Dalla pellicola al cuore: l’ultimo sorriso per Michel Du Cille.
Il rispetto è una delle ultime e uniche cose che il mondo può offrire a un persona che è morta o sta per morire. Ma la fotocamera stessa a volte sembra un tradimento di quella dignità che si spera di offrire (…) Come si dà dignità all’immagine di una donna che è morta e giace a terra, ignorata, non coperta e sola mentre la gente passa, o solo guarda da lontano? Ma credo che il mondo debba vedere gli effetti orribili e disumani dell’Ebola. La storia va raccontata, così andiamo in giro con dolcezza e evitando intrusioni estreme (…) Raccontare Ebola vuol dire essere vicini, a distanza di scatto, con la devastazione del virus. Questo lavoro mi ha portato faccia a faccia con un altro aspetto dis-umanizzante del virus: la paura.

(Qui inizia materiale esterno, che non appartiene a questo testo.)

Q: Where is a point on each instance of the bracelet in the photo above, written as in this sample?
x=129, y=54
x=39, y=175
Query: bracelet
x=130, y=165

Sono queste le parole di Michel Du Cille, veterano della fotografia, della poesia fatta scatto. Reporter del Washington Post, origini giamaicane, due volte Premio Pulitzer per la fotografia. Un gigante, artisticamente ed umanamente parlando. Michel è stato stroncato da un infarto, a 58 anni, mentre lavorava ad un progetto sul virus Ebola.
Viene a mancare un pilastro, una sorgente d’amore puro; il più grande pittore del trionfo e del disastro dell’uomo si spegne, e io ci tengo a ricordarlo. I suoi scatti hanno raccolto la nostra storia, le nostre debolezze, i nostri amori.
Grazie Michel, è stato bello poterti vivere.
Un ultimo sorriso, tutto per te.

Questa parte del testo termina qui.